Now, those two exceptions: ATI and Nvidia both have integrated graphics parts that, when combined with a low-end discrete part, can be used in Crossfire/SLI and thus improve performance substantially. These solutions are still nowhere near as good as mid-range and higher options, but they're also economical and good for battery life. Nvidia's solution with the GeForce 9400M, in particular, can also swap between a mid or high-end discrete part to the IGP when the notebook is running on the battery, resulting in substantial power savings.
A BRIEF NOTE ON INTEL
Planning to play cutting edge 3D games? Excellent! Don't buy anything using Intel graphics. Intel's integrated graphics performance is historically poor and rife with compatibility issues. When you're looking between Intel parts, you're really only dealing with levels of unplayability.
A BRIEF NOTE ON VIDEO ACCELERATION
In addition to being miserable for gaming, Intel's parts outside of the 4500MHD are also the only ones in the lineup (excepting ATI's Radeon X1200 integrated graphics series) that don't support high definition video decoding and acceleration. All other parts are designed to offload high definition video playback from the main processor to the GPU.
COMPLAINT DEPARTMENT
Finally, I'd just like to thumb my nose at all three graphics vendors (ATI, Nvidia, and Intel) for their complete lack of consumer-oriented business practices. ATI's mobile graphics driver situation is a nightmare; miles behind Nvidia's driver support. ATI's marketing department isn't doing them any favors either; Nvidia routinely works with game developers to make sure games run well on their hardware, and their “The Way It's Meant to be Played” program is everywhere. Whether Nvidia pays developers to cripple games or not (see the Assassin's Creed controversy), ATI's not out there hustling.
Intel's driver situation is, if at all possible, substantially worse than ATI's. I'm fairly certain their graphics driver team is either one over-caffeinated teenager in a basement somewhere, or a bunch of programmers that weren't good enough to code for Creative (at least two readers should laugh at this one). Intel has basic compatibility issues with games, and they've made promises about basic performance in their hardware that they have failed to keep. Marketing lies, but Intel's integrated graphics are still essentially broken as far as I'm concerned.

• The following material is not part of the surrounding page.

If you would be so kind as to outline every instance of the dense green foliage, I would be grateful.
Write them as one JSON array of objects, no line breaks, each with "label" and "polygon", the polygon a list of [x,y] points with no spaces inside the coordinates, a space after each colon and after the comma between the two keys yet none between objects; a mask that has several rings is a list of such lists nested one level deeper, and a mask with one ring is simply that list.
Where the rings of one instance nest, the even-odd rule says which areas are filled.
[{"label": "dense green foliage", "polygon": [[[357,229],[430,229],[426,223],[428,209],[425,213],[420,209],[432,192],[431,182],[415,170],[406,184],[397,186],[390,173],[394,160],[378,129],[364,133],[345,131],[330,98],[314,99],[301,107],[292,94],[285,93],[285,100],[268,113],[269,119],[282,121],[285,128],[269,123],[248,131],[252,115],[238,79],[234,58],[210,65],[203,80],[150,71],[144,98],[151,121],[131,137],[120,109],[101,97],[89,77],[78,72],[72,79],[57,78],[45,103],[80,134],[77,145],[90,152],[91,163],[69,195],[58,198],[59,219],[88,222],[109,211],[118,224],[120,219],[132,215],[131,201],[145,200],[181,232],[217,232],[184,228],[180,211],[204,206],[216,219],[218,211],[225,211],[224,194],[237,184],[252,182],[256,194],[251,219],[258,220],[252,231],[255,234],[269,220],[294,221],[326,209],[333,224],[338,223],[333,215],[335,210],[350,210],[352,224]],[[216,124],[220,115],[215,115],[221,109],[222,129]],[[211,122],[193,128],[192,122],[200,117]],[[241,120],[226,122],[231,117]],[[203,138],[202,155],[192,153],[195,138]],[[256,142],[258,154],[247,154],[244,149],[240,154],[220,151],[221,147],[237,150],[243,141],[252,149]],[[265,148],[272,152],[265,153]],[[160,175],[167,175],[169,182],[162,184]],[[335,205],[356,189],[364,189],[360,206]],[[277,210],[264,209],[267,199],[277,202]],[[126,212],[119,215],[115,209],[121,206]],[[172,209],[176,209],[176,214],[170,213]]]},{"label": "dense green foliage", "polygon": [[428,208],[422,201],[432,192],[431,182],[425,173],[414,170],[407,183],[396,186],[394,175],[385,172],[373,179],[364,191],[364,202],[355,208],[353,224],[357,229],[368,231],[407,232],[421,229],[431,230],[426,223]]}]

Finally, whomever is responsible for Nvidia's mobile graphics branding needs to suffer at the hands of angry consumers ... or just be fired. It's not bad enough that the market is over-saturated with mobile parts that are essentially the same but named differently, but the brands of their mobile parts almost never line up with their desktop ones. The most egregious offenders are the GTX 280M and 260M, which are actually just G92 silicon -- in other words, these are not mobile versions of the desktop GTX 280M and 260M, which are worlds more powerful.